# Michigan Sportsman Grouse Camp



## Mark4486 (Oct 14, 2015)

Will anybody be bringing a grill or is there one there? And do we have a number of how many people will be there?


----------



## Trophy Specialist (Nov 30, 2001)

I have a new pup that is kind of shy. Do you think it would be a good idea to bring him out for a socialization visit Sat. evening?


----------



## michiganmaniac (Dec 9, 2008)

Mark4486 said:


> Will anybody be bringing a grill or is there one there? And do we have a number of how many people will be there?


Right now we are at 7. 4 overnight Friday and some more coming in the morning Saturday. I will check on the grill tomorrow and get back to you. I am bringing my 2 burner camp stove.



Trophy Specialist said:


> I have a new pup that is kind of shy. Do you think it would be a good idea to bring him out for a socialization visit Sat. evening?

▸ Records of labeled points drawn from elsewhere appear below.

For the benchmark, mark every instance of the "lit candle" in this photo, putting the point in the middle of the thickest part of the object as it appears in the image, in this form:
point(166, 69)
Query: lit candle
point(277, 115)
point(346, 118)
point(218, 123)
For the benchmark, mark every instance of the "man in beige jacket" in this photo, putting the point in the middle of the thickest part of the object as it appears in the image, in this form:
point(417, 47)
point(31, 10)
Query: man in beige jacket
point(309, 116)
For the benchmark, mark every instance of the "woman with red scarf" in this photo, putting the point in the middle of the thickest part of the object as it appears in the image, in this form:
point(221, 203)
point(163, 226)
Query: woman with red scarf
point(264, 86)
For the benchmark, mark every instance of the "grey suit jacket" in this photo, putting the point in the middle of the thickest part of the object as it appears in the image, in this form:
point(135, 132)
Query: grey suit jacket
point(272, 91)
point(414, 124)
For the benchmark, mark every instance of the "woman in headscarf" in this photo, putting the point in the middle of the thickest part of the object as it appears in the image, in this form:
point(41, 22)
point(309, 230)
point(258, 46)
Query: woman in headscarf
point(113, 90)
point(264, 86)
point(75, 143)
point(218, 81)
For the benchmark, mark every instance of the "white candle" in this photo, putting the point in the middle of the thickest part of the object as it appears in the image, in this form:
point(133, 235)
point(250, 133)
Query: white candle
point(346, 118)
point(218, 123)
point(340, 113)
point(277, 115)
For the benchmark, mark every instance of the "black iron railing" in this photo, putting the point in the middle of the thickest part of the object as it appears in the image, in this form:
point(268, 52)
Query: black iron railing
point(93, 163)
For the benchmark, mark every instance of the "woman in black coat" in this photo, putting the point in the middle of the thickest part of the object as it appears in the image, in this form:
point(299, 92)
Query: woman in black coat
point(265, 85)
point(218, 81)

It depends, has the pup been through all its parvo vaccinations?


----------



## Trophy Specialist (Nov 30, 2001)

michiganmaniac said:


> Right now we are at 7. 4 overnight Friday and some more coming in the morning Saturday. I will check on the grill tomorrow and get back to you. I am bringing my 2 burner camp stove.
> 
> 
> 
> It depends, has the pup been through all its parvo vaccinations?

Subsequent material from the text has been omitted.